The National Football League’s concussion protocol and punishment system is a laughable excuse of rules and policies set up to make people like Commissioner Rodger Goodell look as if though they are doing something about a very serious issue, while in reality players and fans alike suffer from this lack of competence.
For example, on Sept. 28 I was watching the Chicago Bears play the Green Bay Packers during a Thursday night football game purely for watching one of my fantasy football playmakers, wide receiver for the Packers Devante Adams, who was set to have a great game. However, late into the game when Adams had the ball and was fighting for yards, being dragged down by an opposing player, Danny Trevathan, a linebacker for the Bears, ran up to Adams and intentionally smashed the crown of his helmet onto Adams’ helmet. This move knocked Adams down like a practice dummy, making his mouth guard shoot across the field and causing Adams’ teammates to call for the medical staff immediately after seeing the devastating hit.
Adams was hospitalized for a few days and was then placed into the NFL’s concussion protocol system, which was made to prevent players from being active while concussed and reduce the risk of severe brain damage as much as possible. He is expected to play in the Packers’ week six game against the Minnesota Vikings even though he has been hospitalized for brain trauma. Danny Trevathan, for sending Adams to the hospital and attacking him with no ability for Adams to defend himself, got a one-week suspension from play without pay.
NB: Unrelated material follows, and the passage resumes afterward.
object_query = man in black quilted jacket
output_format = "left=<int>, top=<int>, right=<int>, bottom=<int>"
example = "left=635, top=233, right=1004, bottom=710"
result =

Despite what the NFL claims its protocol does, the system is majorly flawed as it allows players to simply lie to officials and be put back into the starting rotation for a team, as well as a lack of real punishment for players like Trevathan who purposefully targeted defenseless players.
Speaking on the topic of punishments for players, the NFL has demonstrated its incompetence the last few football seasons via its distribution of suspensions in horrendous ways regarding their values and morality. This was seen in the handling of the cases of Josh Gordon, a Cleveland Browns wide receiver who has been banned from playing for years because of his constant marijuana use, and Dez Bryant, a wide receiver for the Dallas Cowboys, who assaulted his own mother and was not suspended for even one game. Horrible examples like these are reoccurring throughout the NFL, Josh Brown, who was a kicker for the New York Giants, got a one game suspension for repeatedly abusing his wife and only after he was cut by the team did he receive a six-game suspension, and Martavis Bryant, a wide receiver for the Pittsburg Steelers who failed drug tests and received over a year’s worth of suspensions.
If the NFL wants to be seen as a reputable source of justice in terms of punishing its players for misbehavior and crime, then it needs to seriously overhaul the way that it determines who gets suspended and for how long because in its current state the NFL are hurting more players than they are helping.
Regarding concussion protocol, the NFL has failed to come up with a lasting solution to the problem of head traumas and injuries in players since its inception in 1920. Players are kept from playing for weeks because of their toe turf injuries while a severely concussed player, in the case of former Los Angeles Rams quarterback Case Keenum, is able to stay in the game after a large hit to the head. Even seasoned veterans like Maurice Jones-Drew, Calvin Johnson, Kurt Warner and Tony Dorsett admitted that playing through concussions is “just a way of life in the NFL” and if the NFL actually took the long-term health of its players into consideration and didn’t worry so much about getting players back on the field as fast as possible so that ratings stay up then the league would be a much healthier place to be for everyone involved.
The NFL needs to step up to the plate and tackle this issue head on; they need to place minimum times that players need to stay out for with a concussion. The NFL needs to better protect its players from attacks like that of Danny Trevathan, and hold players responsible for their actions fairly and justly, so that some sort of respect for authority in the NFL can be regained.